After the 2026 municipal elections, PRO became the largest party in Rotterdam, closely followed by Leefbaar Rotterdam, both winning 11 seats in the Rotterdam Municipal Council. A coalition of PRO (progressivism), D66 (social liberal), VVD (conservative liberal), CDA (christian democratic) and Volt (European federalism) was formed in the aftermath.

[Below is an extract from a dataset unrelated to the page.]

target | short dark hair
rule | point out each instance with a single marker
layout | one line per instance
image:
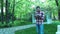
(37, 7)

From 9 July 2026, the college of mayor and aldermen will be as follows:

| Name | Party |  | Portfolio |
|---|---|---|---|
| Carola Schouten |  | CU | Mayor Chairwoman of the College, President of the Council, Public Order and Security, International Relations, Governance, City Marketing and Communication |
| Jeroen Postma |  | PRO | Alderman Youth care, education and sport |
| Sabine Biesheuvel |  | PRO | Alderwoman Climate and outdoor space |
| Miriam Harika |  | PRO | Alderwoman Work & income and poverty reduction |
| Astrid Kockelkoren |  | PRO | Alderwoman Housing, National Program Rotterdam South (NPRZ) and homelessness |
| Eva Heijblom |  | D66 | Alderwoman Culture and mobility |
| Chantal Zeegers |  | D66 | Alderwoman Building and living together |
| Diederik van Dommelen |  | VVD | Alderman Finance, real estate, major projects and enforcement |
| Tim Accelerates |  | VVD | Alderman Port, economy and small nuclei |
| René Segers-Hoogendoorn |  | CDA | Alderman Care, well-being and social basis |
| Luuc Dekkers |  | Volt | Alderman Digitalization, services, governance and European Affairs |

==Mayors==

The mayor (of Rotterdam) is part of the city executive and chairs the city council. Current mayor is Carola Schouten (CU).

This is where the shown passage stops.